Urban agricultural projects have been mushrooming since
the end of the twentieth century, reshaping urban landscapes and even the whole urban
fabric, experimenting
with alternatives to the traditional urban life, sometimes creating new commons, and
bringing people together. Within
a city, farmers, gardeners, and their neighbors share more
than just fence lines. Cities already have a huge potential for farming. Three examples
can be observed in very
different cities around the World: Singapore, is fully selfreliant in meat, Bamako
is self-sufficient in vegetables, and
in Berlin there are 80,000 community gardens on communal land and 16,000 more people
are on a waiting-list [1].
And this is just the beginning; in many cities new unbuilt
areas emerge in the wake of deindustrialization (derelict
lands, wastelands, brownfields, etc.), or as a consequence
of urban shrinking due to aging populations (as in Japan or
Germany), or of emigration (as in some African mid-sized
cities). These new areas are a wonderful opportunity for
urban agriculture. In Detroit, thousands hectares of urban
land have been given over to unemployed workers for food
growing. In Britain, urban agriculture has been promoted on
wastelands of 20 cities by their various councils [2]. Urban
agriculture is gradually becoming a planning policy option.
In Delft, the planners of the city already combine urban
agriculture with several other land uses in their planning
documents; in Paris, an inclusive local land development
plan protects agricultural landscapes [3,4]. Urban agriculture is neither—or no more—the short-lived remnant of a
rural culture nor the hipsters’ latest futile craze.
et, on the face of it, tying together these two words—
urban and agriculture—is not self-evident, even if city and
agriculture have gone hand in hand for a long time: in fact,
since Neolithic times and the first human settlements, as
pointed by Paul Bairoch [5]. Jane Jacobs even promotes
the idea that agriculture is of urban origin, and it was only
later that agriculture migrates to the countryside—this was a
very slow process [6]. It was only in the middle of the
Twentieth Century, in the aftermath of the WW2, that cities and
agriculture—which had always been inseparable—divorced.
Increased mobility and progressive globalization made apparently pointless proximity
between farmers and urban
consumers. Farming was banned from the city by planning
regulation. Urban agriculture suffered then from many political restraints: restrictive
urban policy, laws giving an illegal
status to urban agriculture, lack of supportive services, etc.
Hopefully things are changing, and urban agriculture is being welcomed again in the
city after an unfortunate interlude
of some fifty years. Still in the Ninetieth Century the close
interaction between city and farming could be read in the
landscape and in the planning instruments and procedures.

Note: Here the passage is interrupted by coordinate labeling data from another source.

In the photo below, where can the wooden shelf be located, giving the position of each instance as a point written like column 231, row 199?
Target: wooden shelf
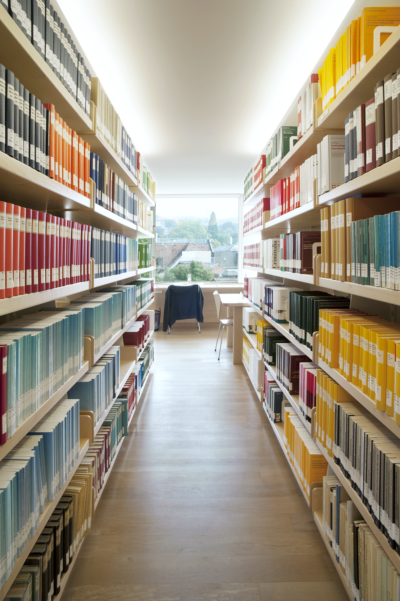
column 283, row 328
column 318, row 519
column 381, row 180
column 20, row 184
column 35, row 417
column 144, row 233
column 19, row 55
column 287, row 275
column 25, row 301
column 278, row 431
column 100, row 147
column 43, row 519
column 252, row 338
column 361, row 398
column 306, row 217
column 304, row 149
column 361, row 88
column 142, row 194
column 391, row 553
column 293, row 399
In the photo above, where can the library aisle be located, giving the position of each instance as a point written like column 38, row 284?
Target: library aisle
column 201, row 503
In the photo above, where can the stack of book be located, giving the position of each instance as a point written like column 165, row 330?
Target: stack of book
column 256, row 216
column 49, row 35
column 252, row 256
column 98, row 387
column 52, row 342
column 37, row 136
column 354, row 49
column 360, row 556
column 307, row 461
column 112, row 253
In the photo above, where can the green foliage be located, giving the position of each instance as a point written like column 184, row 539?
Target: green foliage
column 191, row 228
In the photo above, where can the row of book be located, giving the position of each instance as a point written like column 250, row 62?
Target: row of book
column 364, row 349
column 49, row 35
column 39, row 251
column 36, row 135
column 113, row 254
column 367, row 453
column 257, row 216
column 296, row 190
column 98, row 387
column 291, row 252
column 32, row 474
column 369, row 572
column 361, row 40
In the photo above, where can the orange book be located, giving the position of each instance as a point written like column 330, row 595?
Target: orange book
column 81, row 166
column 2, row 249
column 15, row 247
column 21, row 289
column 87, row 170
column 52, row 120
column 74, row 161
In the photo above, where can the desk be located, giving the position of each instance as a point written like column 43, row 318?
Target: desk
column 235, row 302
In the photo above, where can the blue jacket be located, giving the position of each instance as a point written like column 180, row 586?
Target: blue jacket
column 183, row 302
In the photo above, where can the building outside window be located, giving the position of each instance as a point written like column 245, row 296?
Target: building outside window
column 197, row 236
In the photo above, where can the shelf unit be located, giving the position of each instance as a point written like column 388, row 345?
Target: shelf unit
column 19, row 55
column 293, row 399
column 43, row 519
column 278, row 431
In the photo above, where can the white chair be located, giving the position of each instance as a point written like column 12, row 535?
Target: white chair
column 222, row 322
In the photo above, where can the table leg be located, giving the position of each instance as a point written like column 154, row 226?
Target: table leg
column 237, row 335
column 229, row 337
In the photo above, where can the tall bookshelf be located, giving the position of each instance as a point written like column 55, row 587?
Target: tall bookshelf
column 22, row 185
column 382, row 181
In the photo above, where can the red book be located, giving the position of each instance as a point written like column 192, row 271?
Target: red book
column 35, row 251
column 3, row 393
column 52, row 139
column 22, row 235
column 28, row 251
column 42, row 239
column 2, row 249
column 15, row 247
column 49, row 251
column 81, row 166
column 74, row 161
column 370, row 142
column 87, row 170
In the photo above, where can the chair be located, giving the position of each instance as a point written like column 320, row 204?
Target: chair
column 183, row 302
column 222, row 322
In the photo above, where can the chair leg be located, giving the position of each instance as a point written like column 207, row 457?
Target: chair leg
column 216, row 344
column 222, row 337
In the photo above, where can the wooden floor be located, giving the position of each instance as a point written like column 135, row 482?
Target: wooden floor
column 201, row 504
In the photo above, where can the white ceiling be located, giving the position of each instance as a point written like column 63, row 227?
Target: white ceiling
column 202, row 84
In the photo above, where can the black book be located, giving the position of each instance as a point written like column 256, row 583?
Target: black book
column 26, row 126
column 32, row 130
column 2, row 108
column 38, row 136
column 21, row 122
column 16, row 118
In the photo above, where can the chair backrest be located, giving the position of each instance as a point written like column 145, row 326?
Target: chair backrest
column 217, row 303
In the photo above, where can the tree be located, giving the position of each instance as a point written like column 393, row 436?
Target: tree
column 191, row 228
column 213, row 226
column 200, row 273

In 1826, Von Thunen’s theory explained agricultural patterns near urban areas—in the
form of concentric circles,
with crop type being determined by transport cost-distance
modeling. It was maybe a rough and restrictive draft of
what we coin today as the importance of addressing the
rural-urban continuum to deal with urban sustainability. Indeed, talking about urban
sustainability is meaningless if we
stop at the city limits. Everyone agrees today to consider
that sustainable urban policies should take into account
an urban-rural continuum that goes far beyond the dense
mineral town within its administrative limits.
Urban agriculture may help designing truly sustainable
policies for such complex settings. We need to question
and discuss ways to include, in a perennial manner, agriculture in urban policies.
Urban agriculture can be seen
as a process of hybridization between city and agriculture,
which offers many advantages over other expressions of
nature in the city. In addition to allowing the development of
agricultural production, being consistent with the aspirations
of urban populations wishing to reconnect with nature, and
providing many ecosystem services, urban agriculture also
provides new opportunities for developers to rethink the
organization of the urban fabric. To facilitate this, there is a
need for knowledge building (sharing examples, procedures,
comparing different places), which should take the form of
a co-production of knowledge by all the actors involved in
urban agriculture actions through the world. Confronting
and integrating values and knowledge from different stakeholders is crucial to help
decision-making. This task was
initiated by the international conference 5 emes
Rencontres
Internationales de Reims on Sustainability Science whose
theme was precisely “Urban Agriculture: Fostering The
Urban-Rural Continuum”. Most of the articles in this special
issue of Challenges in Sustainability were presented on the
occasion of this conference.
To capsulize into a few words what was the guiding
thread throughout the conference, and therefore the unifying idea of this special
issue beyond the diversity of the
papers, the following can be said: When trying to determine
if urban agriculture may contribute to a sustainable future,
the primary question to ask is: Will this agriculture be at
the service of the inhabitants? Its success depends on its
objectives, its form, and its local ownership by the people
concerned. It has a lot to do with building resilient communities. By doing so, urban
agriculture can be the cornerstone
that helps reconfigure more sustainable cities.